Chapter 4. Smart Table Design: Why be normal?

image with no caption

You’ve been creating tables without giving much thought to them. And that’s fine, they work. You can SELECT, INSERT, DELETE, and UPDATE with them. But as you get more data, you start seeing things you wish you’d done to make your WHERE clauses simpler. What you need is to make your tables more normal.

Two fishy tables

Jack and Mark both created tables to store information about record-setting fish. Mark’s table has columns for the species and common names of the fish, its weight, and where it was caught. It doesn’t include the names of the people who caught the fish.

image with no caption
image with no caption

Jack’s table has the common name and weight of the fish, but it also contains the first and last names of the people who caught them, and it breaks down the location into a column containing the name of the body of water where the fish was caught, and a separate state column.

image with no caption

Brain Power

SQL is the language used by relational databases. What do you think “relational” means in an SQL database?

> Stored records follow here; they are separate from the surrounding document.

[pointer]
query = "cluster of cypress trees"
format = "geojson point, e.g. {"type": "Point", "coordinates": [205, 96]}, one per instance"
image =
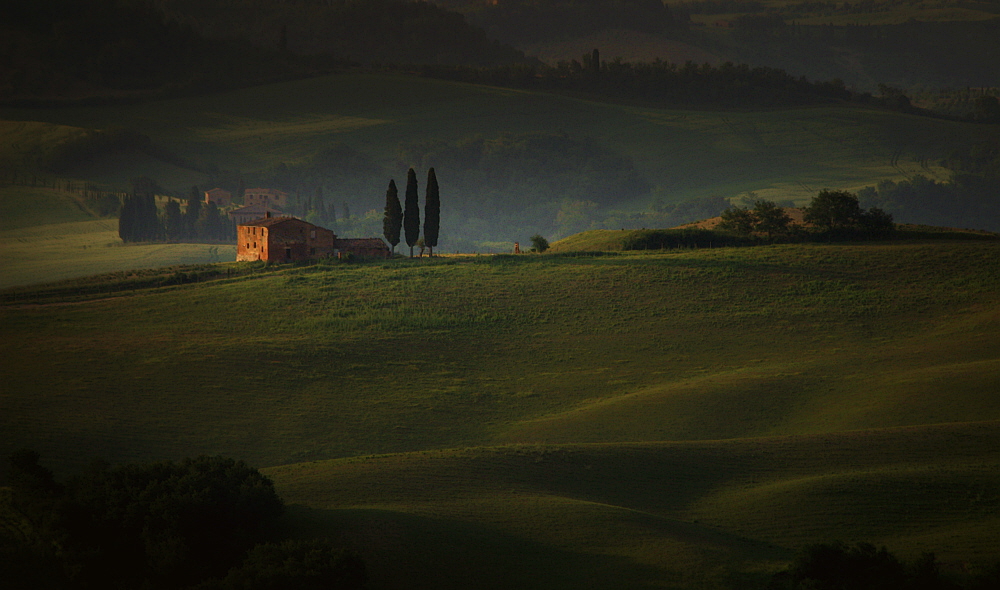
{"type": "Point", "coordinates": [407, 220]}
{"type": "Point", "coordinates": [139, 220]}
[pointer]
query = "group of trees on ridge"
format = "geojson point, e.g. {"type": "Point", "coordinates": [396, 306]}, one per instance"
{"type": "Point", "coordinates": [862, 566]}
{"type": "Point", "coordinates": [833, 213]}
{"type": "Point", "coordinates": [210, 523]}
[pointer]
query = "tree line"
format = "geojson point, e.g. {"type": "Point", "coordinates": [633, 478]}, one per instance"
{"type": "Point", "coordinates": [406, 219]}
{"type": "Point", "coordinates": [833, 215]}
{"type": "Point", "coordinates": [210, 523]}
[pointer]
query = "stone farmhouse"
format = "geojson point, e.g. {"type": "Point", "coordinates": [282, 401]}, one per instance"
{"type": "Point", "coordinates": [288, 239]}
{"type": "Point", "coordinates": [266, 197]}
{"type": "Point", "coordinates": [248, 213]}
{"type": "Point", "coordinates": [221, 197]}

A table is all about relationships

SQL is known as a Relational Database Management System, or RDBMS. Don’t bother memorizing it. We only care about the word RELATIONAL[1]. All this means to you is that to design a killer table, you need to consider how the columns relate to each other to describe a thing.

The challenge is to describe the thing using columns in a way that makes getting the information out of it easy. This depends on what you need from the table, but there are some very broad steps you can follow when you’re creating a table.

  1. Pick your thing, the one thing you want your table to describe.

    Note

    What’s the main thing you want your table to be about?

  2. Make a list of the information you need to know about your one thing when you’re using the table.

    Note

    How will you use this table?

  3. Using the list, break down the information about your thing into pieces you can use for organizing your table.

    Note

    How can you most easily query this table?

image with no caption

We could, but we don’t need the data broken down to that level.

At least, not in this case. If Jack had been writing an article about the best places to go on vacation and catch a big fish, then he might have wanted the street number and name so readers could find accommodations nearby.

But Jack only needed location and state, so he only added as many columns as he needed to save space in his database. At that point, he decided his data was broken down enough—it is atomic.

Brain Power

What do you think the word atomic means in terms of SQL data?

Atomic data

What’s an atom? A little piece of information that can’t or shouldn’t be divided. It’s the same for your data. When it’s ATOMIC, that means that it’s been broken down into the smallest pieces of data that can’t or shouldn’t be divided.

30 minutes or it’s free

Consider a pizza delivery guy. To get to where he’s going, he just needs a street number and address in a single column. For his purposes, that’s atomic. He never needs to look for a single street number on its own.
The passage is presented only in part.